Substitutionary Atonement means that we had sinned, and the penance was death. Jesus became our substitute. In ancient times, a community’s sin was metaphorically placed on a goat, and then the goat was slaughtered by the town. This sacrifice to an angry God became known as Scapegoating. So because of Substitutionary Atonement, Jesus became sin, and our sins were put upon him. Jesus was the scapegoat—or the lamb that was sacrificed for our sin to appease an angry God.
But even this understanding became troublesome as Christians learned, through the Spirit of God, that this all loving God Jesus talked about required a sacrificial victim to appease him. Hadn’t Isaiah prophesied:
“What to me is the multitude of your sacrifices? says the Lord; I have had enough of burnt offerings ….cease to do evil, learn to do good; seek justice, rescue the oppressed, defend the orphan, plead for the widow.”
It became harder and harder to reconcile this God who required a sacrificial victim with the loving God Jesus talked about; the God who forgives our sins over and over, who welcomes us back when we stray, and who loves us without reserve.

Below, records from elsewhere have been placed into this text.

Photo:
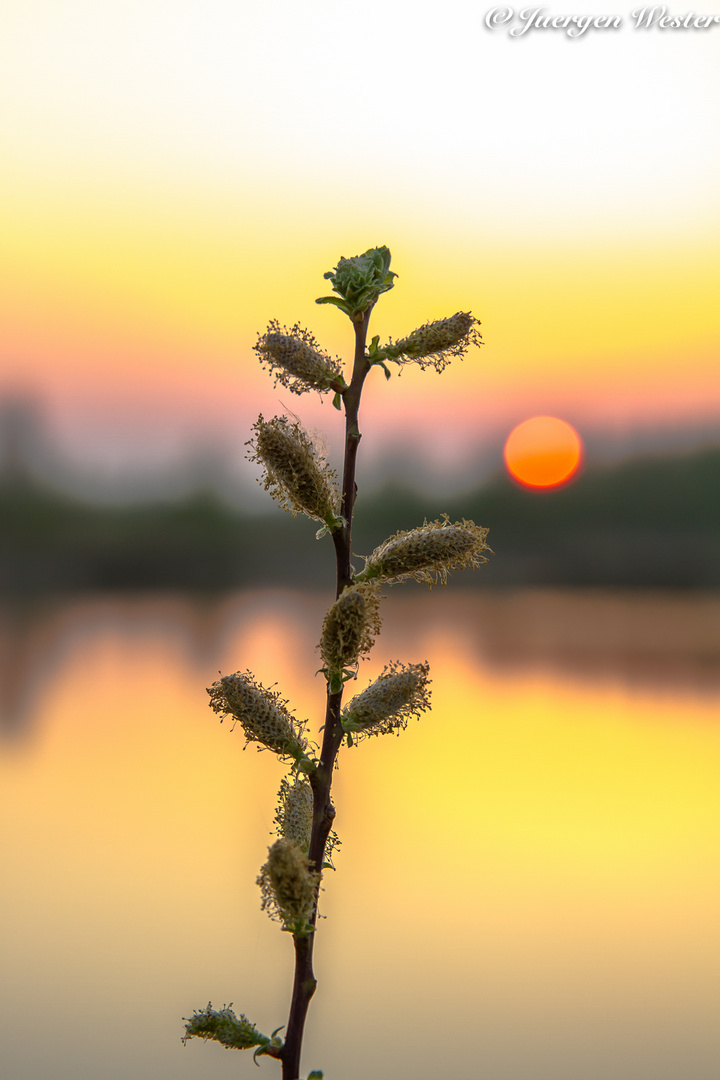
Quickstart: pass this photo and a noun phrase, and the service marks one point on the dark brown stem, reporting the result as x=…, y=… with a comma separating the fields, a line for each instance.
x=304, y=982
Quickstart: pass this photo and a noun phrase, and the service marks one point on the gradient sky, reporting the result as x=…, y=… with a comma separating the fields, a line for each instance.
x=175, y=174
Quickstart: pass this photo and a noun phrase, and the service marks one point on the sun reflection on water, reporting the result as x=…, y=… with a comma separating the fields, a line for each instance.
x=533, y=865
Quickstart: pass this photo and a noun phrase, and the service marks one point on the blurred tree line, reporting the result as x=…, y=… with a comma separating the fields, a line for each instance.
x=652, y=523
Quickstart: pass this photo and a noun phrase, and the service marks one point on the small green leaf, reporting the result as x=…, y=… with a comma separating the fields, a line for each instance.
x=335, y=299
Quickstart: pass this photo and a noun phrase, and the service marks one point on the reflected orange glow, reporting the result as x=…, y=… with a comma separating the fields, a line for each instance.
x=543, y=451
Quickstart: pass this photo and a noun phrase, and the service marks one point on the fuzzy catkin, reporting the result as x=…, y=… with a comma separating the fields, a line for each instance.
x=350, y=626
x=428, y=553
x=295, y=472
x=261, y=714
x=288, y=887
x=295, y=809
x=297, y=361
x=234, y=1033
x=436, y=343
x=399, y=692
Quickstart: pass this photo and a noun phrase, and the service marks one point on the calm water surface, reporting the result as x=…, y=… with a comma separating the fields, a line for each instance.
x=529, y=881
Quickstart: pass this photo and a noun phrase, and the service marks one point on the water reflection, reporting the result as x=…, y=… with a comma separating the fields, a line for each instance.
x=667, y=640
x=532, y=868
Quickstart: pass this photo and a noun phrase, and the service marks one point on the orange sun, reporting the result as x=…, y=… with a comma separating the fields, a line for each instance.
x=543, y=451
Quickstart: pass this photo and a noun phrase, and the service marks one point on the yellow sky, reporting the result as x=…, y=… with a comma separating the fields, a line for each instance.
x=175, y=175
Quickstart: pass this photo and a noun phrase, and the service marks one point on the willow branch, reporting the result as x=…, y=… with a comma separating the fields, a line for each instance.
x=304, y=982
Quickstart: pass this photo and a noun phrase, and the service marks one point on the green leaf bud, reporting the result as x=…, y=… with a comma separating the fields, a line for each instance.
x=350, y=626
x=234, y=1033
x=296, y=360
x=261, y=714
x=388, y=703
x=288, y=887
x=360, y=282
x=296, y=473
x=435, y=343
x=428, y=553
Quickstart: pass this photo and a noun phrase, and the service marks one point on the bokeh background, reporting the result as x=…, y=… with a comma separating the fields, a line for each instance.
x=529, y=880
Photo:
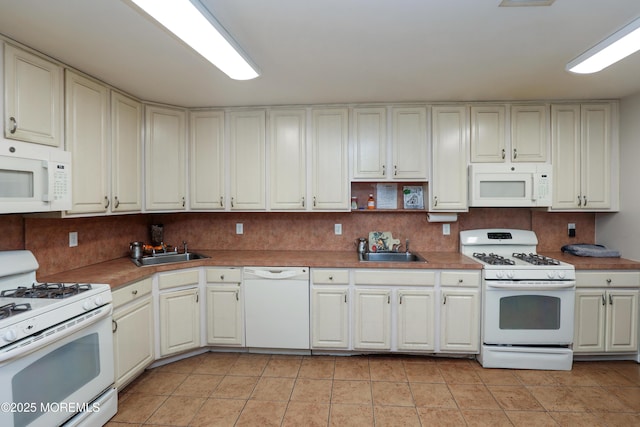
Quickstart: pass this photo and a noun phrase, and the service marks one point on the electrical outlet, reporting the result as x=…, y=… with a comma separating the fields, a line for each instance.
x=73, y=239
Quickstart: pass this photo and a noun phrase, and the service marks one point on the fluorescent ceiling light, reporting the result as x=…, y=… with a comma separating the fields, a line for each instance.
x=194, y=25
x=609, y=51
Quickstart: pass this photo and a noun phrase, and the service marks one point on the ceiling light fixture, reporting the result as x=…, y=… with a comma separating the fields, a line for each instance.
x=617, y=46
x=190, y=21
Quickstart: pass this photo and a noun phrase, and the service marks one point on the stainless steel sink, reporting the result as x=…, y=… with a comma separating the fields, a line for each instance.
x=167, y=258
x=392, y=257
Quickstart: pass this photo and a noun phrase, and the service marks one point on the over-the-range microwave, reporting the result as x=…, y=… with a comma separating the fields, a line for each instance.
x=34, y=179
x=510, y=185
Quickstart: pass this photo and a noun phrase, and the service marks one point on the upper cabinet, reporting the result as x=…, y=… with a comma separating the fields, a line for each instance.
x=329, y=159
x=288, y=161
x=528, y=140
x=247, y=159
x=407, y=146
x=206, y=160
x=165, y=160
x=450, y=140
x=584, y=157
x=33, y=98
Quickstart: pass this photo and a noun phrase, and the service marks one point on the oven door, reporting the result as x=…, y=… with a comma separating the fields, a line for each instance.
x=47, y=385
x=528, y=316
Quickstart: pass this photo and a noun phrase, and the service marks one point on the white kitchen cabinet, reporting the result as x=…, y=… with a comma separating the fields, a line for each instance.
x=34, y=110
x=416, y=319
x=488, y=140
x=330, y=159
x=288, y=161
x=206, y=160
x=165, y=158
x=126, y=153
x=225, y=316
x=133, y=331
x=450, y=139
x=582, y=141
x=87, y=112
x=330, y=308
x=247, y=159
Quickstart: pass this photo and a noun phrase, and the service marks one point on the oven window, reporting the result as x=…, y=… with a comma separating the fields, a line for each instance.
x=535, y=312
x=56, y=375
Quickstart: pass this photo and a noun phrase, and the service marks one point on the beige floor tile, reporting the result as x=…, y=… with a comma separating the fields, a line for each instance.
x=391, y=394
x=441, y=417
x=306, y=414
x=273, y=389
x=433, y=395
x=393, y=416
x=218, y=413
x=352, y=392
x=515, y=398
x=262, y=413
x=177, y=411
x=473, y=396
x=342, y=415
x=312, y=390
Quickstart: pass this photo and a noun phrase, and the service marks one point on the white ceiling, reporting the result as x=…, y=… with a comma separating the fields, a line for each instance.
x=340, y=51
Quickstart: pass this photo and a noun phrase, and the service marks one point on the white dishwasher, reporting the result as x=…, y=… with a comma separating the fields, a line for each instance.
x=277, y=307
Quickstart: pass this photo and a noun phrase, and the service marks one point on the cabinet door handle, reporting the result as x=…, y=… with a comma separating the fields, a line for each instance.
x=14, y=125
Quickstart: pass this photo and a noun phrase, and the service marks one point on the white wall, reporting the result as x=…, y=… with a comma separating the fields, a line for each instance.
x=621, y=231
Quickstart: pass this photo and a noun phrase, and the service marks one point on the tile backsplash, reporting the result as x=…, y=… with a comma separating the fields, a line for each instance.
x=105, y=238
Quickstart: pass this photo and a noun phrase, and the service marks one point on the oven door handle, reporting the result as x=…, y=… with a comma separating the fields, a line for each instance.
x=58, y=332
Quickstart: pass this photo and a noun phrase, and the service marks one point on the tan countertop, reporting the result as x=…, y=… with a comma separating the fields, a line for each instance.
x=121, y=271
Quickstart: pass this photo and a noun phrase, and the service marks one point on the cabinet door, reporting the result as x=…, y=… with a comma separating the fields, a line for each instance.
x=369, y=128
x=529, y=134
x=225, y=324
x=165, y=158
x=459, y=320
x=33, y=98
x=488, y=134
x=372, y=319
x=595, y=156
x=179, y=321
x=206, y=160
x=330, y=317
x=622, y=320
x=87, y=104
x=133, y=340
x=329, y=161
x=565, y=140
x=126, y=153
x=247, y=150
x=589, y=325
x=416, y=320
x=409, y=143
x=288, y=183
x=448, y=186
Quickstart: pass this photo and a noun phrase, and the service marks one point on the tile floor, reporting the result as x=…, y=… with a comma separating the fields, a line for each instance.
x=236, y=389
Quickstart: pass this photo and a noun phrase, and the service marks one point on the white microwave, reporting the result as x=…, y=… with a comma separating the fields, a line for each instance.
x=34, y=179
x=510, y=185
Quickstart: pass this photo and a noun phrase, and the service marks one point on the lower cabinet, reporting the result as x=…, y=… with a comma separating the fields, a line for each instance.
x=133, y=331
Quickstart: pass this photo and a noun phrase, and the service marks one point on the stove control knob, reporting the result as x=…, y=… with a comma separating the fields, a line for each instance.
x=10, y=335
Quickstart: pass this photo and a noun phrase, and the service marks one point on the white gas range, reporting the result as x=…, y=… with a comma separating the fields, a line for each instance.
x=56, y=352
x=528, y=301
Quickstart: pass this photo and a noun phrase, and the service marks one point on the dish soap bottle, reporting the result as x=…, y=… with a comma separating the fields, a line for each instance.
x=371, y=203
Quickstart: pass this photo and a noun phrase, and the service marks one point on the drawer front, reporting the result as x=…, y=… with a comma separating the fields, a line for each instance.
x=128, y=293
x=460, y=278
x=179, y=278
x=330, y=277
x=610, y=279
x=395, y=277
x=224, y=275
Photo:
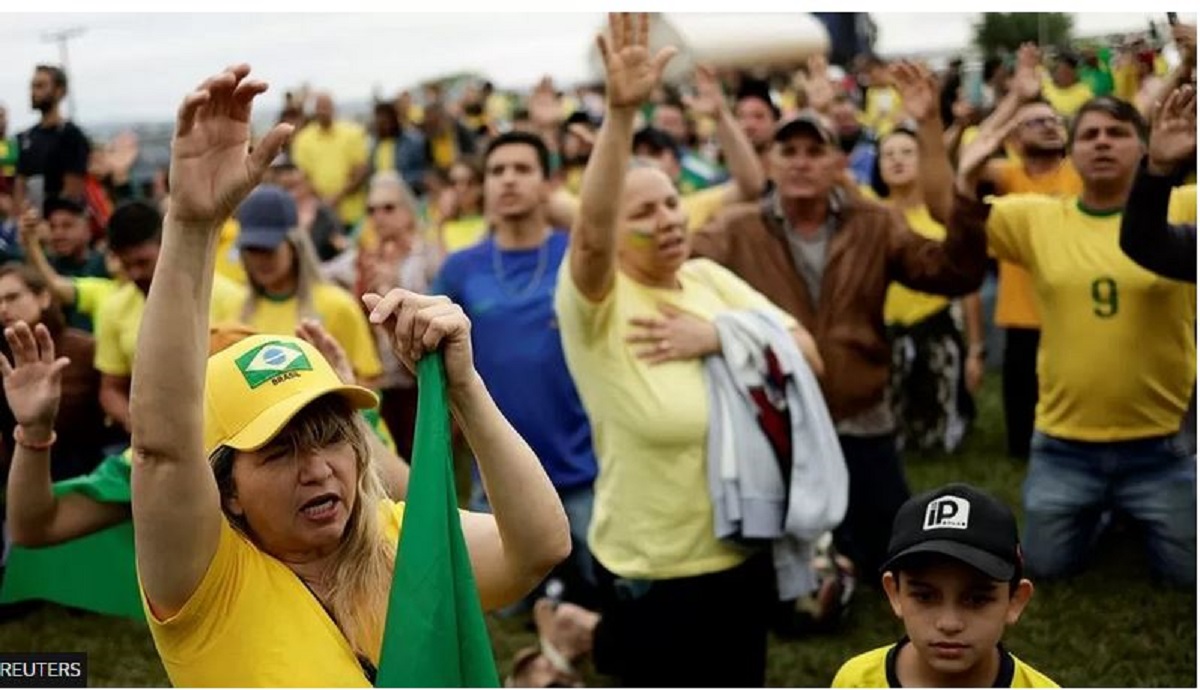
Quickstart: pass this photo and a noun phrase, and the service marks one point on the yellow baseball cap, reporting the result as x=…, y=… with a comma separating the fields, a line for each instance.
x=253, y=389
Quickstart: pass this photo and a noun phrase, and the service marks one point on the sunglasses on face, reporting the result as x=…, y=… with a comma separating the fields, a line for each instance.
x=1045, y=123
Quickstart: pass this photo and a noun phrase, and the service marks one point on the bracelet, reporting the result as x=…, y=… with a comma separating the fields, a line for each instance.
x=18, y=435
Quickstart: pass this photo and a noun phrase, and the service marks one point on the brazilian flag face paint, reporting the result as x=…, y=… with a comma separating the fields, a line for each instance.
x=641, y=235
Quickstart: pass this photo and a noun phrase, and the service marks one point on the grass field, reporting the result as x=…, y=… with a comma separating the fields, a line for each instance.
x=1109, y=628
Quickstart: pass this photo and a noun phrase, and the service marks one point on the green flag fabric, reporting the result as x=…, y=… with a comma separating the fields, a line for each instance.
x=94, y=573
x=435, y=634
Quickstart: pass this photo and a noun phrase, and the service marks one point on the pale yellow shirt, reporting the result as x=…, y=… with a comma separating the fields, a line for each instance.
x=653, y=516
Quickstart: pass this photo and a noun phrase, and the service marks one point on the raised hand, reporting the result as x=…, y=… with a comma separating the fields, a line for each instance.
x=33, y=382
x=420, y=324
x=211, y=165
x=545, y=108
x=1026, y=82
x=917, y=93
x=630, y=72
x=316, y=335
x=709, y=99
x=819, y=91
x=973, y=157
x=33, y=227
x=1173, y=135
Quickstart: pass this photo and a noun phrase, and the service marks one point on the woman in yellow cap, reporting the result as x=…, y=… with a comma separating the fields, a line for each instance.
x=264, y=541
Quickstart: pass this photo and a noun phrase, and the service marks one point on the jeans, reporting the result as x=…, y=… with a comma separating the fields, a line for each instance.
x=1071, y=484
x=1020, y=387
x=700, y=631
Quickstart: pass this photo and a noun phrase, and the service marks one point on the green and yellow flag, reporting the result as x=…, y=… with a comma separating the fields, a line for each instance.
x=435, y=634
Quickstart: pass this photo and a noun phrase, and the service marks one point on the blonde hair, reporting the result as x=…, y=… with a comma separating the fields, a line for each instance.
x=389, y=180
x=307, y=269
x=359, y=581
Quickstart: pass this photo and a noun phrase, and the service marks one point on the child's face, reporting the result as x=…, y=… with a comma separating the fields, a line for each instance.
x=953, y=613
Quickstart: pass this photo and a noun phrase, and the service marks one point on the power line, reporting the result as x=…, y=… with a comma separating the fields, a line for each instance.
x=63, y=37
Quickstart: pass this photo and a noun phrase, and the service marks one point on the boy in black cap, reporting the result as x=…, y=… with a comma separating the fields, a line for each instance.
x=953, y=575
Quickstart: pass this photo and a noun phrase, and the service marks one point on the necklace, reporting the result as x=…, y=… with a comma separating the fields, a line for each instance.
x=497, y=265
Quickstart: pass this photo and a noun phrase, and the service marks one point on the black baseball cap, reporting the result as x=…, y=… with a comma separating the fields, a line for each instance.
x=807, y=121
x=267, y=216
x=961, y=522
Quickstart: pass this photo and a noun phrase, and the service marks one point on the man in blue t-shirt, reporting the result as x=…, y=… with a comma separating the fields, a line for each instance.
x=505, y=283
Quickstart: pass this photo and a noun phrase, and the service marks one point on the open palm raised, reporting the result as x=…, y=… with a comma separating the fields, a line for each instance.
x=1173, y=137
x=631, y=72
x=211, y=165
x=33, y=382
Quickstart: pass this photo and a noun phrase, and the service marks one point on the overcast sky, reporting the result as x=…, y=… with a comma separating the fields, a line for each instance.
x=138, y=65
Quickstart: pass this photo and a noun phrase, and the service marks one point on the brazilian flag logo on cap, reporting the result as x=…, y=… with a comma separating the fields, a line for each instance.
x=271, y=360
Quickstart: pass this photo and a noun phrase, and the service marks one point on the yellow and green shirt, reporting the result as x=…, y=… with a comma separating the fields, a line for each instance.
x=120, y=317
x=877, y=669
x=1117, y=353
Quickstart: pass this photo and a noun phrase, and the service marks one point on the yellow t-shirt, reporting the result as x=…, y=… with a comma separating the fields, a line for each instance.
x=1066, y=101
x=906, y=306
x=228, y=257
x=1117, y=353
x=1015, y=305
x=703, y=204
x=463, y=233
x=90, y=294
x=876, y=669
x=337, y=311
x=444, y=149
x=882, y=111
x=120, y=317
x=329, y=160
x=385, y=156
x=653, y=516
x=252, y=623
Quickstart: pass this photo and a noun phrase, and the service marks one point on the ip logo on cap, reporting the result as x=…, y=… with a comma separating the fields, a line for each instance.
x=947, y=513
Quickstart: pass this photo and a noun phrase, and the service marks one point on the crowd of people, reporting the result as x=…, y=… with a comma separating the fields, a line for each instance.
x=689, y=340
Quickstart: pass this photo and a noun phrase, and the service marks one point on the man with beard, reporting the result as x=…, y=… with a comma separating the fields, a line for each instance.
x=1039, y=139
x=1116, y=360
x=826, y=255
x=135, y=233
x=507, y=286
x=53, y=154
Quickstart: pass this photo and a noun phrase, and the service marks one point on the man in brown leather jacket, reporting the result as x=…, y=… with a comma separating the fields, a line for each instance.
x=821, y=251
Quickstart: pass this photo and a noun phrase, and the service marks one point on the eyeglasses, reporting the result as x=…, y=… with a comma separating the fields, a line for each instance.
x=1045, y=123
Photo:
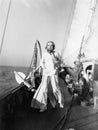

So inspiration was offered once more: Jesus came to make us one with God (at-one-ment). Jesus showed us what to do, and demonstrated the way that he called us to live: through obedience to God and the loving ways of the Kingdom—and we were to follow him— even if that meant death.
The first Christians were called the “Followers of the Way”, they reasoned, which seemed to indicate that the ways of Jesus were the most important thing.
The Spirit has led us to many understandings about what happened on Good Friday and why.
But no one except God can know exactly why Jesus had to die. We just know that this man, Jesus, this God in human form, said it was important, his death.
Jesus came to show us how to be a community, to join together as one human family that loves and serves God.
Jesus died to show us that God is willing to do anything to break the bonds which separate us from Him.
Or, as Richard Rohr says, “Jesus didn’t come to change God’s mind about us, but to change our minds about God.”
I keep being drawn back to the image of a single candle in a dark room.
I realize I don’t need to know what makes candlelight burn, or why. When I am in a dark place, I just need to be able to see it.
And this will give us enough light to go forward. On this Good Friday, let Jesus be your candle in the dark, shining without a flicker. Amen.